すぐに目を覚ますテイナー。「ああ…。データ。…私どうして…崖から飛び降りて、その後どうなったの?」
データ:「落ちたショックで、気を失ったのです。…腕の骨が折れましたが、ドクターが治してくれました。……もう、大丈夫です。」

『航星日誌、補足。アトリア4号星のプラズマ注入作業は無事に完了した。マグマの状態も今後、数百年は安泰だろう。』
転送室。
テイナー:「また会えるかしら。」
データ:「今度の休暇には、会いに行きますよ。」
「…楽しみにして待ってるわ。…もう、行くわね。」
「…知っておいて欲しいことがあります。…父が言っていました。…生涯で、愛した女性はただ一人だが、そのことを相手に告げずに後悔していると。…その、女性というのはあなたのことです。」
「……聞いてよかったわ。…アトリアのことわざではね、愛し合った両親から産まれた子供は、良い心しかもってないって言われてるの。…だからあなたが生まれたのね?」
テイナーは、データの頬にキスした。
転送台に立つ。「元気でね、データ。

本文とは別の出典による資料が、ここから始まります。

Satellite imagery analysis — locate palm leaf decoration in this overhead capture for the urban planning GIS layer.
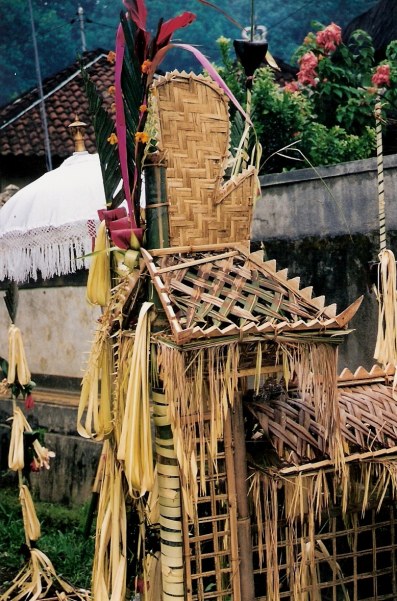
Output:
[81,65,124,209]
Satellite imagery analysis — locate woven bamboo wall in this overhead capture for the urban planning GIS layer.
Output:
[155,72,256,246]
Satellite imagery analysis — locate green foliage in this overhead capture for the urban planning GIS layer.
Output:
[218,23,397,173]
[81,67,124,209]
[0,0,376,105]
[0,488,94,589]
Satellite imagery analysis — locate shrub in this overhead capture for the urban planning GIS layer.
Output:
[218,23,397,173]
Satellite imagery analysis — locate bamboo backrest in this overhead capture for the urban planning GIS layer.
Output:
[154,72,257,246]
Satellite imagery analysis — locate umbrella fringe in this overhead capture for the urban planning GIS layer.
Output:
[0,232,92,282]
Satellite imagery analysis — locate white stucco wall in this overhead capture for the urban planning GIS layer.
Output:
[0,286,100,378]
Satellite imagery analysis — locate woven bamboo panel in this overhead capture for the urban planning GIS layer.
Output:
[155,72,256,246]
[247,384,397,463]
[253,506,397,601]
[183,414,240,601]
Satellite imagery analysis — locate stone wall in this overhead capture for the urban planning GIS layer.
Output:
[252,155,397,370]
[0,393,102,505]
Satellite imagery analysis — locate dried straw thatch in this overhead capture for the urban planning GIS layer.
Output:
[246,367,397,601]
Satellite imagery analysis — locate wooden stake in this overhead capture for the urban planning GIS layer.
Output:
[232,393,255,601]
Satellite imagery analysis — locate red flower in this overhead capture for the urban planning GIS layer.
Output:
[25,394,34,409]
[371,65,390,86]
[297,51,318,86]
[284,81,299,94]
[316,23,342,52]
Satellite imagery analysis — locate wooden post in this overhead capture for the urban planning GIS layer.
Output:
[232,393,255,601]
[145,153,170,250]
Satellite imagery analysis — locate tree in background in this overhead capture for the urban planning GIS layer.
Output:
[218,18,397,173]
[0,0,376,105]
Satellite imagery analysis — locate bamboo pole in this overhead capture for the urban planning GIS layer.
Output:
[224,409,241,601]
[145,153,170,250]
[232,393,255,601]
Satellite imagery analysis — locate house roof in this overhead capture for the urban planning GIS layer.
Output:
[141,243,361,344]
[0,49,114,158]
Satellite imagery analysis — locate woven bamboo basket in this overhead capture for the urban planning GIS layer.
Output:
[154,71,257,246]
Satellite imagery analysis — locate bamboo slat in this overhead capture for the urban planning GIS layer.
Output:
[142,244,361,344]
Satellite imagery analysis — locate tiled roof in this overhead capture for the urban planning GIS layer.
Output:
[0,50,114,158]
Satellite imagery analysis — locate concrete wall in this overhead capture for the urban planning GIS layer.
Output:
[252,155,397,370]
[0,286,100,378]
[0,393,102,505]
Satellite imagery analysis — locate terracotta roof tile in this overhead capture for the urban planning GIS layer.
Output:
[0,49,114,158]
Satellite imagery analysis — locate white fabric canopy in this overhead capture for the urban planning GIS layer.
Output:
[0,152,106,282]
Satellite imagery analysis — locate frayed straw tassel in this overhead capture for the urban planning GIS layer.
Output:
[374,249,397,370]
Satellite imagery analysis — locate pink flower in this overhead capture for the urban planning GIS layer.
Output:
[371,65,390,86]
[316,23,342,52]
[284,81,299,94]
[25,394,34,409]
[30,457,40,472]
[297,50,318,86]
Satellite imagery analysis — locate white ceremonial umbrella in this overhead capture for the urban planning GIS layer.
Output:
[0,151,106,283]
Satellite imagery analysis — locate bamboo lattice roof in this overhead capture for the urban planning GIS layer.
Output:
[142,244,361,343]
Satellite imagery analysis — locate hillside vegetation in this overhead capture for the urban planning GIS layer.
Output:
[0,0,376,105]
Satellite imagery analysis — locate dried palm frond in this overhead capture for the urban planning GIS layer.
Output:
[157,341,239,514]
[92,440,127,601]
[0,549,89,601]
[117,302,154,496]
[280,342,347,477]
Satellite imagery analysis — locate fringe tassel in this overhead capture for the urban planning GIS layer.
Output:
[374,249,397,368]
[0,222,92,282]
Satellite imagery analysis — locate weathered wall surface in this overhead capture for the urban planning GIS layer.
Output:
[0,393,102,504]
[0,286,100,378]
[252,155,397,370]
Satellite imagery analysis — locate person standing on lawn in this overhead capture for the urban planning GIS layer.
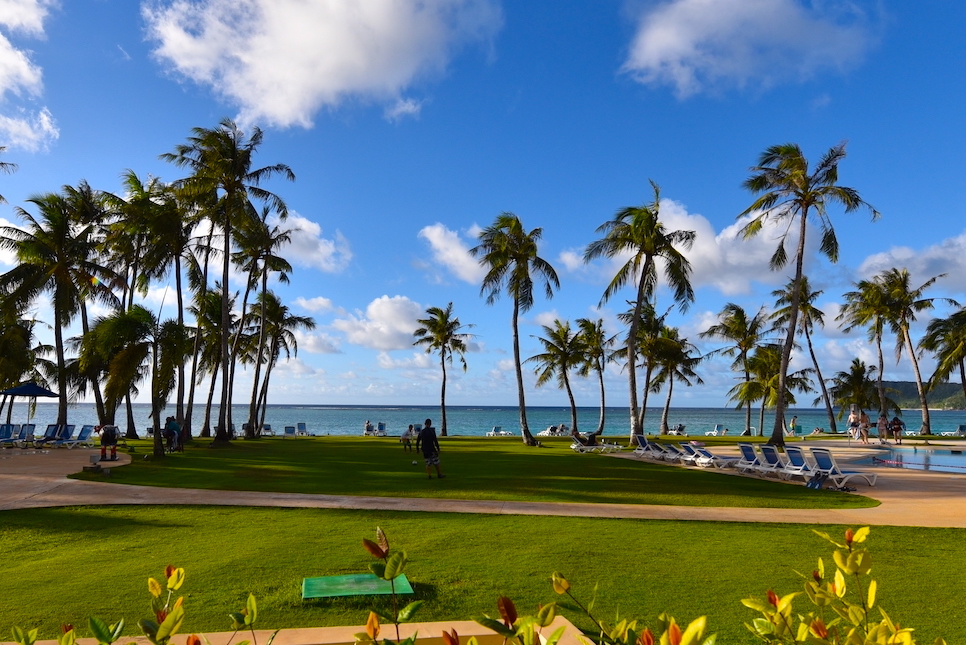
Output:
[416,419,446,479]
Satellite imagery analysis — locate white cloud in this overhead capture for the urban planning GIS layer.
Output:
[282,212,352,273]
[623,0,873,98]
[859,233,966,292]
[332,296,425,351]
[419,223,486,284]
[142,0,502,127]
[382,98,423,123]
[0,0,60,151]
[295,332,342,354]
[295,296,335,312]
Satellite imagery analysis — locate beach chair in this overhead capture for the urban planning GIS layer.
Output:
[735,443,761,473]
[811,448,878,488]
[784,446,814,481]
[694,446,738,468]
[758,444,785,479]
[53,425,94,449]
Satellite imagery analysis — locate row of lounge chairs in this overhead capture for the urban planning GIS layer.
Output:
[0,423,94,448]
[634,435,878,488]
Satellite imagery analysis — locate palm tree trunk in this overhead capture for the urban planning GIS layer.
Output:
[661,376,674,434]
[439,348,446,437]
[513,298,537,446]
[768,207,808,446]
[902,325,932,435]
[594,369,607,437]
[803,325,838,434]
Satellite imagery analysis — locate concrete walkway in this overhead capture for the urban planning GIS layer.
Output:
[0,443,966,528]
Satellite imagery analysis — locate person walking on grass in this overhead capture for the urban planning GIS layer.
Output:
[416,419,446,479]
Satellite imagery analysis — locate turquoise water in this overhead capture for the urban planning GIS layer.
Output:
[11,401,966,436]
[856,446,966,474]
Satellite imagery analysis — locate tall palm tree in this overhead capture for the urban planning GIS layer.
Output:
[738,143,879,445]
[652,327,704,434]
[253,291,315,427]
[470,212,560,446]
[0,193,107,424]
[877,268,957,434]
[584,181,695,443]
[525,319,584,432]
[86,305,188,457]
[160,119,295,441]
[835,277,889,422]
[413,302,473,437]
[728,344,812,436]
[770,275,838,433]
[577,318,617,436]
[919,309,966,397]
[829,358,901,419]
[698,302,771,432]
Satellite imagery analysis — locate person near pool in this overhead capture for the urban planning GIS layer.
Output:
[416,419,446,479]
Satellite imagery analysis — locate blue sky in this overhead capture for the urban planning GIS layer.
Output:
[0,0,966,406]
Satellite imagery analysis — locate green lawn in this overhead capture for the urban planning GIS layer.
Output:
[0,506,966,643]
[72,437,878,508]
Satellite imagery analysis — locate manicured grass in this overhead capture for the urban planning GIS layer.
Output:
[0,506,966,643]
[78,437,878,508]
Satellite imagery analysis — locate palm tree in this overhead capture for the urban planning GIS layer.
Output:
[652,327,704,434]
[584,181,695,443]
[160,119,295,441]
[253,291,315,428]
[470,212,560,446]
[877,268,957,435]
[698,302,771,432]
[0,193,107,424]
[770,275,838,433]
[835,278,889,422]
[526,319,584,432]
[738,143,879,445]
[919,309,966,397]
[577,318,617,436]
[728,344,812,436]
[413,302,473,437]
[86,305,188,457]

」
データ:「お元気で、母さん。…転送。」
転送されるテイナー。

エンタープライズは宇宙空間を進む。


※27: cascade anomaly
ラルもカスケード欠陥により機能異常を起こしました。吹き替えでは「ポジトロニックマトリックス、カスケード異常」

※28: フーリエ級数 Fourier series

※29: 原語では単に「ランダム」。当時の家電の流行を吹き替えに取り入れ?

※30: エンサイクロペディアでは「ホログラム情報モジュール (holographic information module)」

※31: Dr. Soong
ヌニアン・スン博士 (Dr. Noonien Soong)。TNG第142話 "Birthright, Part I" 「バースライト(前編)」以来の登場。以前の 2度 (最初は "Brothers" 「永遠の絆」) と同じ服装です。声:千田光男、前回は原語と同じくデータ役の大塚さん (最初は鈴木泰明)

※32: Terlina III

※33: 原語では「シナプススキャン (synaptic scanning) 技術の完成を目指して」

※34: スンがジュリアナを造ったのは当然二人が別れる前で、なぜその件をホログラムに盛り込むことができたのか変といえば変ですが、ジュリアナの行動に応じて一種の自己成長ができるんでしょうね

※35: 原語では「真実が明らかになる場合は、シャットダウンするように彼女を設計した」。腕が取れた後、機能停止したままである理由を説明しています

・感想など
最終シーズンも半ばに差し掛かる頃になって、データの過去の数々が明かされます。こういう場合、単に矛盾が増えてファンを困らせることも多いのですが、逆に過去の説明不足を補っている形になっています。さすが脚色に Rene Echevarria が加わっているだけはありますね。第7シーズンでクルーの母を扱うのは、ラフォージ、トロイに続いて 3人目です。
ジュリアナ役は先に DS9 でクレストロン人を演じているほか、ENT ではヴァルカン人として戻ってきます。意図してかせずか、「アンドロイドの母親」というのはダブルミーニングですね。TNG エピソードガイドも 10分の1 が終わってくると、もう誰もがすぐに思いつくような傑作は済んでいて、いぶし銀といった雰囲気の隠れた名作が出てきます。私自身も次に何を手がけるのか楽しみです。